Les Dardenne collent à la peau d’Ahmed aux deux visages, celui d’un enfant et celui d’un terroriste.

La caméra suit un gamin tout bouclé, qui slalome rapidement dans les couloirs et les locaux d’une école de devoirs. Il est poursuivi par sa prof car il n’a pas dit au revoir. Rejoint, in extremis, il accepte de la saluer mais refuse de lui serrer la main. "Un vrai musulman ne peut pas toucher la main d’une femme", dit-il.

Rosetta la guerrière, Ahmed le combattant

C’est un début chahuté, qui en rappelle d’autres, celui de Rosetta, celui du Fils. Dès les premiers instants, les premiers plans du Jeune Ahmed, les Dardenne affichent un retour à leurs fondamentaux. Avec le temps, au fil des films, leur cadre s’est élargi, leur cinéma s’est glamourisé. Avec Le jeune Ahmed, les Dardenne se sont, en somme, auto-radicalisés : retour à un prénom, à un cadre serré, à des acteurs inconnus, à une approche physique. Même le traditionnel caméo de leur porte-bonheur Olivier Gourmet a disparu.

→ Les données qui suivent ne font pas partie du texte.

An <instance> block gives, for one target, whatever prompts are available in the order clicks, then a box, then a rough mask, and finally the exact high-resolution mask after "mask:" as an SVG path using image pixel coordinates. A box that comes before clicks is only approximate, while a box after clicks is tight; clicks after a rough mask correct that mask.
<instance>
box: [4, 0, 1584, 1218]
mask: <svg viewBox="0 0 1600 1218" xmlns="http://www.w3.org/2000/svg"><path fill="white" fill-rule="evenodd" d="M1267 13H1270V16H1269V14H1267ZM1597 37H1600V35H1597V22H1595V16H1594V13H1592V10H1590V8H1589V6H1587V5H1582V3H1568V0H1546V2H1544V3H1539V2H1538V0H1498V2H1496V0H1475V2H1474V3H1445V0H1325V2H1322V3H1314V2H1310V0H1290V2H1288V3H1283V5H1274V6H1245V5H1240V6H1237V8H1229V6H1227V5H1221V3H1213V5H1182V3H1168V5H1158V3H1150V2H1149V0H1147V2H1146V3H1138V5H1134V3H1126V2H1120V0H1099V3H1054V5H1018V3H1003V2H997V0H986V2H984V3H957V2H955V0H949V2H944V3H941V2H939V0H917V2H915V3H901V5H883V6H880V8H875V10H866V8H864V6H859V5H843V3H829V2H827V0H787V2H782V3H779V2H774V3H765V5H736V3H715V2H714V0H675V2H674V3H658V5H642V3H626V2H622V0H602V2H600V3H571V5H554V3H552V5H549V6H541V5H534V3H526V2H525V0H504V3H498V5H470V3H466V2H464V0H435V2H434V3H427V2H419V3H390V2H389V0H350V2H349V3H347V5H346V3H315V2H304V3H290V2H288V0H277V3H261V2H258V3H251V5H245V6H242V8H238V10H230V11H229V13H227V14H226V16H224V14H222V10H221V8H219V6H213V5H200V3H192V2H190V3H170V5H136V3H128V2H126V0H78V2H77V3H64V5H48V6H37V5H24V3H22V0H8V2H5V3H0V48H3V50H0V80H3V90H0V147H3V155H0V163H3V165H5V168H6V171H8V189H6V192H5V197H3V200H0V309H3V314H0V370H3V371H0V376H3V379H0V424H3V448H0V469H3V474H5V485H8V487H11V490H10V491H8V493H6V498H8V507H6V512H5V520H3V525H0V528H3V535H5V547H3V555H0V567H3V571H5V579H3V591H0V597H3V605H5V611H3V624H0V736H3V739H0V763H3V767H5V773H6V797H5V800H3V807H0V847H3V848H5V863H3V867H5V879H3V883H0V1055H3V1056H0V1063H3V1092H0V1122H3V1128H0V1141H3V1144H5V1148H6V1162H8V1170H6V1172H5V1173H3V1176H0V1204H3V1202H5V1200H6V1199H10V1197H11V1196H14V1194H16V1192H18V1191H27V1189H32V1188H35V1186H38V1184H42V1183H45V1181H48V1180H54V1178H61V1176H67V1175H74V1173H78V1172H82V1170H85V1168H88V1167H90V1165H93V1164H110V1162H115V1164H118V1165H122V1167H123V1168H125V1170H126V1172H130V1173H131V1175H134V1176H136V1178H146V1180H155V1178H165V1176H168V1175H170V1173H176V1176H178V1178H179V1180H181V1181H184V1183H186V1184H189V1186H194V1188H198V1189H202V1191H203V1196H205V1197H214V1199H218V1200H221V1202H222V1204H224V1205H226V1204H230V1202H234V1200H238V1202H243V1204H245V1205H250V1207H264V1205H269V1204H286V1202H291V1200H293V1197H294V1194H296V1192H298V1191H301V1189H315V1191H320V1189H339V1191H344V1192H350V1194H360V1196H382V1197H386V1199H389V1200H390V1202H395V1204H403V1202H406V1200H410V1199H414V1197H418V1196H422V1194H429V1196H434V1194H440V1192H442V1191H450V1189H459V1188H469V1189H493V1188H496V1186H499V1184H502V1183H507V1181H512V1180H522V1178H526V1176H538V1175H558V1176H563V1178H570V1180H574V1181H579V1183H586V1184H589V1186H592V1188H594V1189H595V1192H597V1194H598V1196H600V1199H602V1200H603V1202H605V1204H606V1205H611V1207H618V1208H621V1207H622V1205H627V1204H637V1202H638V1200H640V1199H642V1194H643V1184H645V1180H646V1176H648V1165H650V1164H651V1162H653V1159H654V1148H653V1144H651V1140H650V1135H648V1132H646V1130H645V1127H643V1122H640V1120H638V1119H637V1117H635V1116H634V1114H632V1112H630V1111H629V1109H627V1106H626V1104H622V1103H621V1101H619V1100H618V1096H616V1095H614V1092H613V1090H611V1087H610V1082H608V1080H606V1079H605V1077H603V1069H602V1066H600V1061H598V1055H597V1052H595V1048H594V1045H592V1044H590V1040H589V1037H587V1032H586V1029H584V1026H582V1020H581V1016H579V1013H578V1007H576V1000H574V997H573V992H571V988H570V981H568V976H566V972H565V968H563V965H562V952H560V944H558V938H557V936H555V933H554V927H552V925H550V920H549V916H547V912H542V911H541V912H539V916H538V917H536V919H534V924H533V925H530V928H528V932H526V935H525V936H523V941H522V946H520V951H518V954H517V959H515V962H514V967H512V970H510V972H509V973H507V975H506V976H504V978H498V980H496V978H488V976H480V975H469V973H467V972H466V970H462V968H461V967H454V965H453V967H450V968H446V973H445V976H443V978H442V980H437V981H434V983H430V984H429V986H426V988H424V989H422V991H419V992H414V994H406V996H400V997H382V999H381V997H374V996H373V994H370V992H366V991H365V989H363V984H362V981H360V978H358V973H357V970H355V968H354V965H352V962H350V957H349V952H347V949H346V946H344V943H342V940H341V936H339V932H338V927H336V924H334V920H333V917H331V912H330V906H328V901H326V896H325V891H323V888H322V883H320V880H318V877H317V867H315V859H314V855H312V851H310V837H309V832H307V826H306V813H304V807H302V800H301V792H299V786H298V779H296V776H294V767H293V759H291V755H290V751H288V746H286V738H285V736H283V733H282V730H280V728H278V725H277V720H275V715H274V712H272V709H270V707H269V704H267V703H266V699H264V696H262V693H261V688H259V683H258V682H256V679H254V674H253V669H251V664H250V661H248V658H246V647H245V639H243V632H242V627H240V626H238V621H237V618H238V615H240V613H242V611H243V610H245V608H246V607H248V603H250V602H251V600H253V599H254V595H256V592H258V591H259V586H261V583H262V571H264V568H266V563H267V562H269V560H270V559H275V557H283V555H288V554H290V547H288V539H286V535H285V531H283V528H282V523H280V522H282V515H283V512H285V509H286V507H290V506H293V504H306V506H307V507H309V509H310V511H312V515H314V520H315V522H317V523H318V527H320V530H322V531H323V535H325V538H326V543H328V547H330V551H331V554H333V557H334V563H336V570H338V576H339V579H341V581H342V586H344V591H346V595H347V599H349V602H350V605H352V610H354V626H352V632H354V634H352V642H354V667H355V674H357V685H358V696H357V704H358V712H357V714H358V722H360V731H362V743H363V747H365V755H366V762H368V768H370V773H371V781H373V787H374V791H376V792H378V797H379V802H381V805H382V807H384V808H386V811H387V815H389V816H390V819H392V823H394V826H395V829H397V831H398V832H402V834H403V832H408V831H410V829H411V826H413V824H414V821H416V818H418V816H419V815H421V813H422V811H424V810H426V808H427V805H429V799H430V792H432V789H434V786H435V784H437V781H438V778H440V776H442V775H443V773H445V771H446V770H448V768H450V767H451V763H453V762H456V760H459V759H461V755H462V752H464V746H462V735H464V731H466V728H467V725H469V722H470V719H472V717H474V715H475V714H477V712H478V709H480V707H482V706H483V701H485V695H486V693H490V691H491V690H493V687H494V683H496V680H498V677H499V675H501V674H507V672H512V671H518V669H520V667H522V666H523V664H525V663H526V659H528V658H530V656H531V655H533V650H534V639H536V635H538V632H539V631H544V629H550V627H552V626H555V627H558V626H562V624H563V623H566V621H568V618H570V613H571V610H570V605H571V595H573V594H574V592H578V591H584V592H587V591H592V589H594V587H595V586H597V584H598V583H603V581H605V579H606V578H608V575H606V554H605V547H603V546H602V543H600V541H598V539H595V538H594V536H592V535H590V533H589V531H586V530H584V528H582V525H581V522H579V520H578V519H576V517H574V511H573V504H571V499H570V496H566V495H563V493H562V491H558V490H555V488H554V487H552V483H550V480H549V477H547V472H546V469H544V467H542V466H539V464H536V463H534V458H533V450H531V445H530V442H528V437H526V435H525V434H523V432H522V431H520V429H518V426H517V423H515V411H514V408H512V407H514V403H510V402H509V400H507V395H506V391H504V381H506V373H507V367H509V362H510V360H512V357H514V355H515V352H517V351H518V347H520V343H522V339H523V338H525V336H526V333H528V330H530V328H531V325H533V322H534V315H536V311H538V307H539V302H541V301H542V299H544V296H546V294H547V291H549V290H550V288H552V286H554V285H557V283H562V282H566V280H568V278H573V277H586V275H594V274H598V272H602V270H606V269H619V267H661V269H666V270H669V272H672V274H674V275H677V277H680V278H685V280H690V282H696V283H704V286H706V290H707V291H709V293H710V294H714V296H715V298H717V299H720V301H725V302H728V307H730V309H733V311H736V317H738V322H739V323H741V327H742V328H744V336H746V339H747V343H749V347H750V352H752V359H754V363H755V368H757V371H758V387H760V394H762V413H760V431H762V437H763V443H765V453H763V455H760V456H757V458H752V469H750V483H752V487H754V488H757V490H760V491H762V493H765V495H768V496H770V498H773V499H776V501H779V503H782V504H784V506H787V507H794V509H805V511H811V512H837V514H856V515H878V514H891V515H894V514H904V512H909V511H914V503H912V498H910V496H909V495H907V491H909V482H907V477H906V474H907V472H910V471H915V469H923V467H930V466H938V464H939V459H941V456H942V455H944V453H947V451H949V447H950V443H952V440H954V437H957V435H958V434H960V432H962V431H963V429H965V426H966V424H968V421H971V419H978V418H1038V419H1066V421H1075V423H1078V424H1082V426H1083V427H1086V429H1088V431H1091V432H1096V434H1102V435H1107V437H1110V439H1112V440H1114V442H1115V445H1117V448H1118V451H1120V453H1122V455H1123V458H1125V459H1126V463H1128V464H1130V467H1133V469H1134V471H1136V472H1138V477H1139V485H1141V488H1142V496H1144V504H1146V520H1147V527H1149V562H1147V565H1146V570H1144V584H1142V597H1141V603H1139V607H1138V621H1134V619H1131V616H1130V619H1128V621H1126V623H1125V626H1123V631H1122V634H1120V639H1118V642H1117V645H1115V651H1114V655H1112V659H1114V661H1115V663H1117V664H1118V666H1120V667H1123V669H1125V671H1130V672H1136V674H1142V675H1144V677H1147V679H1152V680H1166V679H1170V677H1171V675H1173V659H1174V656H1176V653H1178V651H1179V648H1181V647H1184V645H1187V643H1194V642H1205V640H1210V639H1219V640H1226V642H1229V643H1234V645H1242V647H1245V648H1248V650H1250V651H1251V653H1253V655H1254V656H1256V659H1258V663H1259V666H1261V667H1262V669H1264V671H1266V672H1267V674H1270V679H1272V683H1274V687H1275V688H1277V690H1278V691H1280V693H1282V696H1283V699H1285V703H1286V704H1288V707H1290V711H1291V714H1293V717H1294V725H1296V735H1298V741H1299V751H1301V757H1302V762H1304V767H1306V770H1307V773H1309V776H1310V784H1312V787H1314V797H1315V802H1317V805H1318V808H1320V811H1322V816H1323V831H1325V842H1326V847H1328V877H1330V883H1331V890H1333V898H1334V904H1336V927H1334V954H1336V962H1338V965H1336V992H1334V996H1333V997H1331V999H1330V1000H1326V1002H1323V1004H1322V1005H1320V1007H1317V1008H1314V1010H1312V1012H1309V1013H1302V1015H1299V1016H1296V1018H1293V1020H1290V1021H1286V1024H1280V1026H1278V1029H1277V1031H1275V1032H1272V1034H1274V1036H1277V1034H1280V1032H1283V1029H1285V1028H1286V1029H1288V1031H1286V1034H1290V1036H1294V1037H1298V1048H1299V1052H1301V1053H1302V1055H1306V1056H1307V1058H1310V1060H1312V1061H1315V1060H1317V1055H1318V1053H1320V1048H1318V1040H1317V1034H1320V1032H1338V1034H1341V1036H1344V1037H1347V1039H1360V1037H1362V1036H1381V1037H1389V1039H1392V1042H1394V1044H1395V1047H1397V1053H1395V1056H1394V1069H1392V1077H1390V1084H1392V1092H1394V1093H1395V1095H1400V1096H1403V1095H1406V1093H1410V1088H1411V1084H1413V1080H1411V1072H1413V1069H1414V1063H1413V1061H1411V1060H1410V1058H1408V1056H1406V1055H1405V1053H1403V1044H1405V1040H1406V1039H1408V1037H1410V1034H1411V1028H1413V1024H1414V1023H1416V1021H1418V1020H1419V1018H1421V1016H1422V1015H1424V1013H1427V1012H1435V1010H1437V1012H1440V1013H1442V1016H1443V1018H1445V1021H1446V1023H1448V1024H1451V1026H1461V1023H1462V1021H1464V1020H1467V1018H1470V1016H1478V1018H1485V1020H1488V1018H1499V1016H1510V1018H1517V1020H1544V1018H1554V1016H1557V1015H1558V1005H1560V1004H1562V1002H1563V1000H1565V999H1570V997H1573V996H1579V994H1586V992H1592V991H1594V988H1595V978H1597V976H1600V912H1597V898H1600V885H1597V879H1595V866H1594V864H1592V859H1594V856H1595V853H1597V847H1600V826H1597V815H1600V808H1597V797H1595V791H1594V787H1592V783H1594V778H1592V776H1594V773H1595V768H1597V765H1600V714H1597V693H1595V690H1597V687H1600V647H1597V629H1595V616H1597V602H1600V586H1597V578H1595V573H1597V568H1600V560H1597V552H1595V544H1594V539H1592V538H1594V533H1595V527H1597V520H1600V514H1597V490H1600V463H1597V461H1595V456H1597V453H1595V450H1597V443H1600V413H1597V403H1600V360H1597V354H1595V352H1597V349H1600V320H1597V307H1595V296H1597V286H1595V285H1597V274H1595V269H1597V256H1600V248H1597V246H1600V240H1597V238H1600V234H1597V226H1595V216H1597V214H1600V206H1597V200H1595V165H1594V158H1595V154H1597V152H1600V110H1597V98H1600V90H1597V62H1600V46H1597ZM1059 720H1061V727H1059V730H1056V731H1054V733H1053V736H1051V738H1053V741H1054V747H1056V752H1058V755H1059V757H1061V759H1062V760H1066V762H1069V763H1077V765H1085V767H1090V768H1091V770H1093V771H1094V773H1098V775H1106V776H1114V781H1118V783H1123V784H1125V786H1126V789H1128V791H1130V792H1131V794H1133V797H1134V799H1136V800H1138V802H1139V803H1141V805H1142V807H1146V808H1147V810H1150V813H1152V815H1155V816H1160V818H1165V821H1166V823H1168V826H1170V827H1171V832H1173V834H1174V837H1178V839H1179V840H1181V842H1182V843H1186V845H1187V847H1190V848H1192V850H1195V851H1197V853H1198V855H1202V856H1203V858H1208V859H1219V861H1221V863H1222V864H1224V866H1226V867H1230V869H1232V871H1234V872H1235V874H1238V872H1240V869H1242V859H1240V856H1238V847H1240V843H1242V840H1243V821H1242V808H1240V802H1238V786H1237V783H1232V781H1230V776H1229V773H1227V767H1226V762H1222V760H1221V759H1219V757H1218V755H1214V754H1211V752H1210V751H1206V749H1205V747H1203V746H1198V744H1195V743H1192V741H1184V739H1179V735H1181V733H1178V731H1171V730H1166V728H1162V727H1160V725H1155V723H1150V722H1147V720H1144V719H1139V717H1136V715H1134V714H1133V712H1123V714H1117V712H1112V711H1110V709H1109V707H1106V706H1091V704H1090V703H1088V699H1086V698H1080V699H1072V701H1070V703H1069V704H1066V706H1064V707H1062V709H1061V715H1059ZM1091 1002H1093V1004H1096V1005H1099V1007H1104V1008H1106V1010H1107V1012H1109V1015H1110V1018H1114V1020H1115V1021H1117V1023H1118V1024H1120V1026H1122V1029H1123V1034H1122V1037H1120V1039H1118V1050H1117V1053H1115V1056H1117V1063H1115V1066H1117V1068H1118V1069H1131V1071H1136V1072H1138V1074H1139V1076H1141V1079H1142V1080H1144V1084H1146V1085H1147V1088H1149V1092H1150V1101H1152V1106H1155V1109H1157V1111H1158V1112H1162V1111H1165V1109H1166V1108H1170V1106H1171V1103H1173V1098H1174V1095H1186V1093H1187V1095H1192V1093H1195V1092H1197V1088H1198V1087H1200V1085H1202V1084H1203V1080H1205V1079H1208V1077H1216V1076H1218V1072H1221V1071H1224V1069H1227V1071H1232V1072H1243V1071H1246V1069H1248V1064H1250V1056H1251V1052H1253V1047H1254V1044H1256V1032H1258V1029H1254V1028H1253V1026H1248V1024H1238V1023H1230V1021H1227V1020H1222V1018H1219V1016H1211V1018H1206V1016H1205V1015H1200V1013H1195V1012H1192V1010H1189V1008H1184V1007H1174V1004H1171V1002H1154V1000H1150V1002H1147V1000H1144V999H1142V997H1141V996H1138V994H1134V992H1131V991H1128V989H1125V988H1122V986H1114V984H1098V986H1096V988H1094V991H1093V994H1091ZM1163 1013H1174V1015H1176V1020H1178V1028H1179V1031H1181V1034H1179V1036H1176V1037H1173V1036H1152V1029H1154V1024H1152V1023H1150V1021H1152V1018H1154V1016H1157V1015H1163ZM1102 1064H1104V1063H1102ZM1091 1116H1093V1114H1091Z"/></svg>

Ahmed, 13-14 ans, s’est fait laver le cerveau par un imam qui prêche le djihad. Pas à la mosquée, dans son arrière-boutique, littéralement. Le barbu enrage de l’initiative d’une enseignante, qui entend organiser un cours d’arabe usuel, pas l’arabe classique du Coran. Ahmed prend les propos haineux du religieux comme paroles du Prophète et croit aller au-devant de la volonté d’Allah en s’en allant poignarder celle qu’il appelle l’apostat. Et de se retrouver en IPPJ, puis dans une ferme associée à un programme de réinsertion.

Ne pas lâcher le personnage

On connaît le dogme du cinéma des Dardenne : se mettre, dès la première seconde, dans le sillage d’un personnage et ne plus le lâcher, n’avoir que son point de vue en temps direct. Pas de flash-back, pas de mise en contexte. Comment Ahmed est-il tombé sous l’influence de cet imam ? Qu’est devenu son père ? Son frère l’a-t-il entraîné ? Qui est ce cousin tué en Syrie ? Le spectateur glane des éléments par-ci par-là, pas forcément signifiants, pas manipulateurs non plus.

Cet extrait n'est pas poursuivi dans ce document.